Souvenez-vous, nous avions laissé nos amis transalpins en déclarant haut et fort qu’avec "Are You Kidding Me ? No.", Destrage s’était tout simplement positionné comme LE groupe melodeath du moment ! Depuis, deux années se sont écoulées et c’est avec une grande impatience que nous attendions le quatrième album des Milanais pour valider cette flatteuse conclusion.
Si Destrage nous avait éclaboussés de son talent musical manifeste sur "Are You Kidding Me ? No.", en revanche, le groupe n’était pas forcément pris au sérieux, notamment quand il clamait qu’il écoutait les Spice Girls ('Purania'). Comme pour les zombies de 'My Green Neighbour' et les films d’horreur critiques de notre société folle, la plupart d’entre nous n’aura retenu que l’aspect superficiel des choses noyé dans le magma sonore.
Pour l’occasion, Destrage a chassé ses démons et a grandi en murissant son propos Et à la façon d’un "The King is Fat’n’Old" - la maturité en plus en laissant le côté anti-capitaliste ou anarchiste puéril de côté - les thèmes évoqués sur "A Means to No End" sont d’une clarté manifeste au point de se demander si nous ne sommes pas en contact d’un concept-album parfaitement équilibré et homogène sur les doutes qui envahissent tout être humain qui prend conscience qu’il ne connaît rien…
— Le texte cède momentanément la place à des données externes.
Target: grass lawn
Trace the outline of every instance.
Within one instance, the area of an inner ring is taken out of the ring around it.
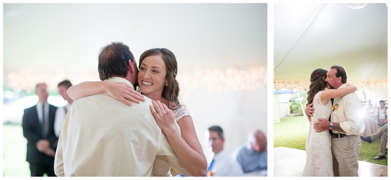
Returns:
[[[27,139],[20,125],[3,125],[3,176],[29,176],[26,161]]]
[[[310,123],[303,116],[282,118],[281,122],[274,124],[274,147],[283,146],[305,150],[309,128]],[[373,159],[379,155],[380,139],[370,144],[363,141],[359,160],[388,166],[388,154],[386,154],[386,158],[381,160]]]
Dans ces conditions, "A Means to No End" s’ouvre sur le titre éponyme quasi-acoustique aux antipodes de la déferlante de notes folles de l’ouverture de "Are You Kidding Me ? No.". Mais tous les doutes s’évaporent dès 'Don’t Stare at the Edge' ou le single 'Symphony of the Ego' - et son intro à la Primus sous amphétamine death metal - qui reprennent les choses où les albums précédents les avaient laissées, à savoir un maelström sonore ébouriffant, impression particulièrement prégnante au contact de 'The Flight' et 'Dreamers' qui auraient très bien pu figurer sur les albums précédents.
Là où "Are You Kidding Me ? No." pouvait présenter quelques passages à vide notamment après son introduction enchaînant des titres surpuissants difficiles à surpasser, "A Means to No End" ne présente aucun temps mort, si bien que ce quatrième album des Milanais s’écoute d’une traite grâce à la succession naturelle des titres, certains même étant les introductions d’autres que ce soit le liminaire 'Peacefully Lost' aux accents 'Deliverance' d’Opeth succédant à l’interlude instrumental prog 'Ending to a Means', lui aussi très Opeth, ou encore l’acoustique 'A Promise, a Debt', ouverture du crescendo feu d’artifice final 'Abandon to Random'.
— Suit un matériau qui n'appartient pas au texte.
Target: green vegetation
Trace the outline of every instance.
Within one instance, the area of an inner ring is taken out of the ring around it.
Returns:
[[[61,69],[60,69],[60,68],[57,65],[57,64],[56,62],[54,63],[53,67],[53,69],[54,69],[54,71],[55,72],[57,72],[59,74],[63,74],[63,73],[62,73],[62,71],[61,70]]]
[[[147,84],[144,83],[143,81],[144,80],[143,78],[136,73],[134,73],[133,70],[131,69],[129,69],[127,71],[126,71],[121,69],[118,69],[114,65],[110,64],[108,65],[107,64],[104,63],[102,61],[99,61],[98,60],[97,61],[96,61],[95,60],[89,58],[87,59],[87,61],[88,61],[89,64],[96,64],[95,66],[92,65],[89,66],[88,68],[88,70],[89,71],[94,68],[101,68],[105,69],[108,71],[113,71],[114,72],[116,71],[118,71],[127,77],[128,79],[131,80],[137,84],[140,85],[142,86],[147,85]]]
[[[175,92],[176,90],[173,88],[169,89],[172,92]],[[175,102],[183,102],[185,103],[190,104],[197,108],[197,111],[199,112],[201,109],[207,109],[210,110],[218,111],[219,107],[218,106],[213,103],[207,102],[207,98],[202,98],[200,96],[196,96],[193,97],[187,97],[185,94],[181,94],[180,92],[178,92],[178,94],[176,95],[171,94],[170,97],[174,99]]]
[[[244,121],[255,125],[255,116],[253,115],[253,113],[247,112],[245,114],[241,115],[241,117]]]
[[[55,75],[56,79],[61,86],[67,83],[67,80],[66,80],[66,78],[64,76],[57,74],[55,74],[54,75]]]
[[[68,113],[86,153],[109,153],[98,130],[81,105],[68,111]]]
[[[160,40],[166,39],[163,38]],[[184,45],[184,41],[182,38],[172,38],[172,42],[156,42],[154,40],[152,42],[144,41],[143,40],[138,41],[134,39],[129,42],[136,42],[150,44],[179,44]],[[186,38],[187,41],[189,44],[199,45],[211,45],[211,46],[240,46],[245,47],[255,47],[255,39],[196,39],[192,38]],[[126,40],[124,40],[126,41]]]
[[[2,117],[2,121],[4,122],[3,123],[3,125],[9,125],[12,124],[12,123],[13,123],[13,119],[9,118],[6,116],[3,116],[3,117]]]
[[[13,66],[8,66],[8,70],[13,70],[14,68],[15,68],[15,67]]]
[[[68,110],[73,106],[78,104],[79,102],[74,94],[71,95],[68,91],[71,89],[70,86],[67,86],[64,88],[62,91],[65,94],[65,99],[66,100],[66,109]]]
Et même si le groupe n’a eu aucune ambition intentionnelle de ce type - les Italiens ont avant tout voulu faire le meilleur album qui soit avec un côté organique supplémentaire aidé en cela par les percussions d’Alessandro "Pacho" Rossi -, l’enchaînement des treize titres se fondant dans un ensemble cohérent, la production taille XXL contribue à renforcer le sentiment de se frotter à un album-concept traitant de l’errance de l’être humain, notre société… à la façon d’un "Coma" de Between the Buried and Me.
A l’instar des meilleurs albums de death progressif, les pépites de "A Means to No End" se découvrent au fil des écoutes, et si l’album apparaît moins centré sur la dextérité de ses guitaristes solistes, il comporte néanmoins son lot de solos d’une intensité et d’une créativité rare comme celui de feu de 'Blah Blah' mais également 'Dreamers' aux sonorités résolument modernes et totalement imparables avec ce petit côté Mattias Eklunhd toujours présent.
Avec "A Means to No End", Destrage nous livre un album plus abouti, moins chien fou. L’impression d’éruption volcanique sonore des premiers albums est toujours présente mais à défaut d’être totalement contenue, elle est maîtrisée pour se fondre dans un ensemble parfaitement cohérent. Là où la maturité supplémentaire aurait éventuellement pu nuire à la recette dévastatrice des Italiens, au contraire, elle la renforce pour proposer un nouvel album melodeath aux accents progressifs incontournable et parfaitement ficelé, pour le grand bonheur de ses fans.